The economy through the eyes of beer

I'm still hard at work on my Macbeth book. hence the low quality of recent posts.

I'm pulling together all sorts of tables for the book. Way to many, I'm sure many won't make the final cut. I just love numbers. I can't help clumping them together in tables. Like the one below.

It's a table - rather incomplete at the moment - that will feature in the introduction to chapter two. Just general info leading up to the real meat of the chapter, all the details about beer styles. Who knows how much of this stuff I'll include, Probably time will decide. When it's time to finish off the book, I'll stop adding material.

The first two chapters of the book are somewhere near completion. Chapter three is about half done and chapter four needs a lot of work. While I was checking just now I got distracted and started adding more material. It's like an addiction, really. Except one that's fun. There's an immense satisfaction in seeing a book start to take shape. Even it is a pretty ugly shape. A lot of tidying needs to be done.

Let's get back to the table. What does it tell us, other than how much beer was being brewed in any particular year? We can see the state of the British economy. The numbers begin low because the 1870's were one long economic depression in the UK. The 1890's were boom years for British brewing and you can see that in the numbers.

It's also clear that the econmic downturn hit Scotland harder than England. Because Scottish beer output increased more.
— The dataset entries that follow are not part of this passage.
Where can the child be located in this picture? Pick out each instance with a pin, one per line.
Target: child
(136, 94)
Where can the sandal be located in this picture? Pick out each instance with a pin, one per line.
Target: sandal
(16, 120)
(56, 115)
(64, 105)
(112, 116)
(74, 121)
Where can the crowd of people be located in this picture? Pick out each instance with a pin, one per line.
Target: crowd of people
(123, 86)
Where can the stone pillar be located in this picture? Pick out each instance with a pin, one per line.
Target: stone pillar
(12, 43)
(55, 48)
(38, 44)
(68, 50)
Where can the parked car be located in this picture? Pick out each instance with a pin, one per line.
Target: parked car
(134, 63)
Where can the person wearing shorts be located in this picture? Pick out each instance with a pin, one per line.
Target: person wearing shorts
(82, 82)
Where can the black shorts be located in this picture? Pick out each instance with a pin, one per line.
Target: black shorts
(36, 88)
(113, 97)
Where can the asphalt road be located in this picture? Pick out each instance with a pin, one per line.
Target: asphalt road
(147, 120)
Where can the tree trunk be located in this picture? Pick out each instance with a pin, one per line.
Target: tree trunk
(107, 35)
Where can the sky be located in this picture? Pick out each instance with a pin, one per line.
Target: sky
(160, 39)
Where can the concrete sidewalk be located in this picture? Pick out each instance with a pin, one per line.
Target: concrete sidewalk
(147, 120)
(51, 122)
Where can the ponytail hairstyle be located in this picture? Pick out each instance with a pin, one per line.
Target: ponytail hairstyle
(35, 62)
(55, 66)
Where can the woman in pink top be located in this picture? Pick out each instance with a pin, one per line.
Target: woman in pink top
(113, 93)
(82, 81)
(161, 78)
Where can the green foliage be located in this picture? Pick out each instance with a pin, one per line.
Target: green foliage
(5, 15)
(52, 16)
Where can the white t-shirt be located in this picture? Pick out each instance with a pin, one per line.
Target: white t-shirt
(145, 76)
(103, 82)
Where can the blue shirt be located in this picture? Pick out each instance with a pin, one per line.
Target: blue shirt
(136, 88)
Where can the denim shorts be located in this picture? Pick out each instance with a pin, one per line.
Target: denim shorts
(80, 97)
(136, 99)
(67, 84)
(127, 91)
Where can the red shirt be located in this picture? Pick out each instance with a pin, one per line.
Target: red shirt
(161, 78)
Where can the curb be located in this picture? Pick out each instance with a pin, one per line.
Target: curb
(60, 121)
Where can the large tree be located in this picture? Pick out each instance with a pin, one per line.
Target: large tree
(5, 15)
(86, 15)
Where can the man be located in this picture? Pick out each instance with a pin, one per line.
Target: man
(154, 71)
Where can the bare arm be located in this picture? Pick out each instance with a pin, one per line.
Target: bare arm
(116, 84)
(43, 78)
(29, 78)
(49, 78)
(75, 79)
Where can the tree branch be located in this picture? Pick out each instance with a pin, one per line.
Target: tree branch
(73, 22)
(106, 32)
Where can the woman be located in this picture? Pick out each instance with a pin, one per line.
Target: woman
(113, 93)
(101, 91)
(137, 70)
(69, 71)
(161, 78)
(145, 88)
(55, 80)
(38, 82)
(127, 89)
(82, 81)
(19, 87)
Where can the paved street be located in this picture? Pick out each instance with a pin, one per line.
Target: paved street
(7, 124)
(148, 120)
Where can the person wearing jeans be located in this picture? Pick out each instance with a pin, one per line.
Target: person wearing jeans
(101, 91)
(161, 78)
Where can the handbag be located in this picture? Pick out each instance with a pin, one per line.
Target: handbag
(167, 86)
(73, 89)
After 1904, extra taxes imposed on the brewing industry affected the trade and caused output to fall.


Beer production (standard barrels) 1882 - 1914
Year UK Scotland % Scotland
1882 27,870,526 1,088,000 3.90%
1883 27,140,891 1,122,360 4.14%
1884 27,750,091 1,216,319 4.38%
1885 27,986,493 1,237,323 4.42%
1886 1,236,000
1887 1,322,000
1888 1,392,000
1889 1,485,000
1890 30,808,315 1,666,897 5.41%
1891 30,868,315 1,767,000 5.72%
1892 1,736,000
1893 1,700,000
1894 1,744,000
1895 31,678,486 1,758,879 5.55%
1896 33,826,354 1,970,000 5.82%
1897 34,203,049 2,000,000 5.85%
1898 35,632,629 2,055,000 5.77%
1899 36,498,390 2,179,000 5.97%
1900 37,091,123 2,136,992 5.76%
1901 36,394,827 2,137,000 5.87%
1902 2,075,000
1903 1,939,000
1904 1,877,000
1905 34,404,287 2,021,374 5.88%
1906 1,825,000
1907 1,811,000
1908 1,811,000
1909 1,720,000
1910 32,947,252 1,758,879 5.34%
1911 1,769,000
1912 1,886,000
1913 34,805,291 1,837,000 5.28%
1914 36,057,913 1,977,000 5.48%
Sources:
Brewers' Almanack 1928, page 109.
“A History of the Brewing Industry in Scotland” by Ian Donnachie, 1998, pages 147-148.